Quando falo banho rápido é banho rápido mesmo, nem 5 minutos depois eu já estava seca, de calcinha e sutiã, enrolada na toalha e de frente para o banco onde coloquei as roupas. Coloquei rapidamente a calça preta de sarja, imitando o social e uma camisa social azul clara, acreditam que é uma exigência do curso se vestir esporte fino pelo menos? Abri o armário e peguei a mochila. Enfiei na parte de baixo, um compartimento separado, a toalha molhada do banho. Joguei a mochila nas costas rapidamente e sai do vestiário. Já passava das 17h, horário que a copa fica cheia com cheiro de café novo, o turno do dia se arrumando e o turno da noite chegando, para quem quer fazer um BO o horário é um caos.

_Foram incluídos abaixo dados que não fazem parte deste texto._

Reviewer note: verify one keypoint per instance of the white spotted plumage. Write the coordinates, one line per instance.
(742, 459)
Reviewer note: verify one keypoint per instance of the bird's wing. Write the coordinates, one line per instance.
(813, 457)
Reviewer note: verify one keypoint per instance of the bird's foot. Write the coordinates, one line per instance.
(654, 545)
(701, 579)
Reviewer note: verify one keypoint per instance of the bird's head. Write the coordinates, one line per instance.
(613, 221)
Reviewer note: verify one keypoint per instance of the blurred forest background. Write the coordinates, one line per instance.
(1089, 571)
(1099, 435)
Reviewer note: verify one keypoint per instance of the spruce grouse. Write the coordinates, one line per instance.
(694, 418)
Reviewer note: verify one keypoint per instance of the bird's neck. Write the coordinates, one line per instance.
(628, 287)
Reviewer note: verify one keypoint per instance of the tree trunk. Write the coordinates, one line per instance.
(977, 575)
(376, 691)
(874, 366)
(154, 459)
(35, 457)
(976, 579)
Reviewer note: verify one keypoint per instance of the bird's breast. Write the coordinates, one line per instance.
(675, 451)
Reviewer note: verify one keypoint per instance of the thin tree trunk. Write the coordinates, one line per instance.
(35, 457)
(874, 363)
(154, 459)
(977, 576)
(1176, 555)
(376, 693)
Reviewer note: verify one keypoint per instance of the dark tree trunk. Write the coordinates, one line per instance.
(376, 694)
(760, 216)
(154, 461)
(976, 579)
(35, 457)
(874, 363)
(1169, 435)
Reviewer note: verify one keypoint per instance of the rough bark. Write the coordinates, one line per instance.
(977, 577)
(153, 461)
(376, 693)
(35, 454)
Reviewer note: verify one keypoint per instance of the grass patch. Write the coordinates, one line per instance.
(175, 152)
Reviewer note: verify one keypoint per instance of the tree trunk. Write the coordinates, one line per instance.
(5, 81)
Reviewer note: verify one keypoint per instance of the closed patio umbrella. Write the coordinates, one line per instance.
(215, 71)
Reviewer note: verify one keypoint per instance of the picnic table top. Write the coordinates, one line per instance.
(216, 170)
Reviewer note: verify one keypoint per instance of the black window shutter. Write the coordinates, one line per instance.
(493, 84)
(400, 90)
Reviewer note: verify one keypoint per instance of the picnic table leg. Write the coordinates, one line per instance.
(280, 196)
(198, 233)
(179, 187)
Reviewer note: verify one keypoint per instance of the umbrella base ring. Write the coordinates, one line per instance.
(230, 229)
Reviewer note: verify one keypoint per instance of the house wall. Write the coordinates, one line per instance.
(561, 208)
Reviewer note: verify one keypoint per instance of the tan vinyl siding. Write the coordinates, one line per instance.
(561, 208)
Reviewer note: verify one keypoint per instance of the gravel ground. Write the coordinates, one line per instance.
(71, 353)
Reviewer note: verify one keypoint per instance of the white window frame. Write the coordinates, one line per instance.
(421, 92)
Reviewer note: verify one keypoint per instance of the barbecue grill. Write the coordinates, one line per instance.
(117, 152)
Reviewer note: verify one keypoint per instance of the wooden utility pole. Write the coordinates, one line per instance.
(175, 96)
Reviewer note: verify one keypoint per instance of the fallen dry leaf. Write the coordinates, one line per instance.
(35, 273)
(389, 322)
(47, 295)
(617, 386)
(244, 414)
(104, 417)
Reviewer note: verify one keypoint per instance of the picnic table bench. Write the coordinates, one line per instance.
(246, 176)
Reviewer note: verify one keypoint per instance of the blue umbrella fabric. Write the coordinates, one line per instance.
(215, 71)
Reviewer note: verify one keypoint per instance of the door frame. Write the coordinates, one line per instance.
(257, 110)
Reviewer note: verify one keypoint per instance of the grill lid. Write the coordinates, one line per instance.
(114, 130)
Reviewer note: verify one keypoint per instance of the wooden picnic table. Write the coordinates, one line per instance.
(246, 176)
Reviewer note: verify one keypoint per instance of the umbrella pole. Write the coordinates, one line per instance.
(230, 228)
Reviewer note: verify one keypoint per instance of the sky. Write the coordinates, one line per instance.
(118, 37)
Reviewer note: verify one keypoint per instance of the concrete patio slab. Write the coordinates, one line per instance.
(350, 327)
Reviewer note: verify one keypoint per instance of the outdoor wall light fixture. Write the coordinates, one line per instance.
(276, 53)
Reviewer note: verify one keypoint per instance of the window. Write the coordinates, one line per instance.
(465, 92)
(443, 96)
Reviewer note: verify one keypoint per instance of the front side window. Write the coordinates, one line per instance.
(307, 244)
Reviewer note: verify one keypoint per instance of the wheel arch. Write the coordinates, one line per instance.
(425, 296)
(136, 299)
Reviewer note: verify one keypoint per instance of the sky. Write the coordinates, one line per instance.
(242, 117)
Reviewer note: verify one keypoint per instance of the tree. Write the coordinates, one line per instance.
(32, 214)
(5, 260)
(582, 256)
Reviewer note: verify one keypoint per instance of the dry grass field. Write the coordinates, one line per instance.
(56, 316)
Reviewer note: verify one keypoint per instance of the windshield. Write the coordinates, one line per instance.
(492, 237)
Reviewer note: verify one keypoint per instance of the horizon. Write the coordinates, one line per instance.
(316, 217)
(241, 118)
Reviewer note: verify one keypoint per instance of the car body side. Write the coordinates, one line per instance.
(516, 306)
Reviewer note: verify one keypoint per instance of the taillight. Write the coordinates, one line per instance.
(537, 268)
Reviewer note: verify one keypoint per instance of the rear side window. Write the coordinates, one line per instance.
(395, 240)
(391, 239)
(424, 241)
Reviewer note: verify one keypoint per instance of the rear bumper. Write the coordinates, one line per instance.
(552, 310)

Sai tão rápido, fugida que nem peguei um gole de café. Eu escolhi muito bem essa delegacia quando tive a oportunidade, a faculdade fica exatamente a 2 quadras do DP, ou seja nem preciso tirar a moto do estacionamento. Sai andando em direção ao prédio histórico que fica na Consolação, com o celular na mão já estava mandando mensagem para a Ana Lu, minha colega de turma e se eu der sorte hoje, minha salvação na prova.
- Já chegou? Vou passar no bar do sr. Olimpio para almoçar. Passa lá? - digitei no aplicativo de mensagem, que um minuto depois apitou de volta.
- Estou aqui na porta já. Sabia que pessoas normais almoçam ao meio dia?
- Estou atravessando a rua. - Olhei para além da rua da Consolação e consegui ver a cabeça dela levantada, como um suricato me procurando. Atravessei rapidamente e entrei no primeiro bar, logo de esquina, o saudoso buteco do Sr. Olimpio. A Ana estava sentada na mesa que sempre ficamos, assim que entrei ela me olhou rindo.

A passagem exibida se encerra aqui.